Mind you I know what I'd rather do have my morning walk than fork out £120 + for a pair of shoes - mind you to be honest, I have not been able to walk much in the last couple of weeks in bare feet - and what a surprise, some of my niggles have come back!
03/03/2005 at 17:48
Moorman and FFG
I'm OK with the concept of forefoot striking at faster paces, but surely it's natural to heel strike when we walk, sprint on our toes, and do something in between, in between? It just doesn't feel right forefoot running at LSD speeds. Was it hard to get used to running like that?

Another thought. In this country (or London at least, I don't know about Barnsley or Maidstone ;-) ) people generally don't walk around barefoot in the street. Maybe we need to do that to rid ourselves of the need to wear shoes when we run.

When you see film of people in "less developed" countries walking around barefoot, I don't recall see them walking on toes like the baby in your example.
03/03/2005 at 17:51
Wow, I've just looked at the MTB website. Mindboggling!
03/03/2005 at 19:14
We always take our shoes off when in the house. In fact, when visiting other people's houses we take our shoes off there too - more out of courtesy then anything else.

I do most of my "barefoot" training by running in socks on the treadmill. Outside, I run midfoot in racing flats.

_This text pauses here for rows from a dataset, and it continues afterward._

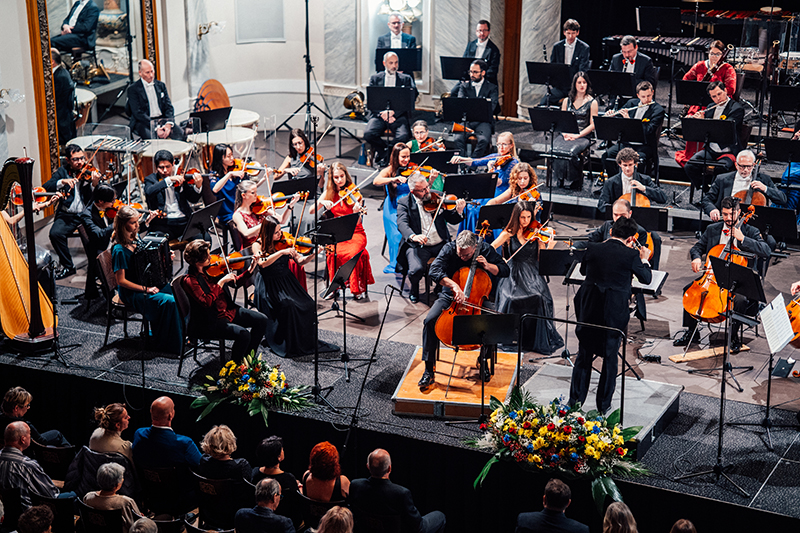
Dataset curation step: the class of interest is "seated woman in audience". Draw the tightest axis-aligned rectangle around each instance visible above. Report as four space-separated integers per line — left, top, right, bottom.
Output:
197 425 252 481
83 463 142 533
302 441 350 502
89 403 133 465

Living in London I haven't had the guts to run barefoot outside but would love to try. As an alternative, I have a pair of cheapo Tribord surf-shoes from Decathlon. The surfshoe rubber is too thin (a few mm) and quite soft. They'd wear out quickly outside. Therefore, last weekend I bought some glue-on rubber soles from Woolworths which I plan to stick onto the surf shoes to to make them durable. All for less then a tenner and some change for a MaccyD.

03/03/2005 at 21:50
RB - the forefoot walking thing was just a point of interest really. What does strike me though is that in most activities that require a combination of balance and power, and where shock absorption is crucial, the participants tend to be on their forefeet or toes (eg gymnastics, ballet, martial arts). I watched hours of olympic gymnastics in the summer, and didn't see a single heelstrike during any of the events. Naturally, all the competitors were either barefoot or in minimalist footwear.
03/03/2005 at 22:09
At a fitness weekend i went to in January I tried out those MBT shoes and to be honest wasn't that impressed. Not worth 120 quid in my opinion. Did an hours 'walking workout' and my feet hurt, real arch pain. Never have that when I walk barefoot.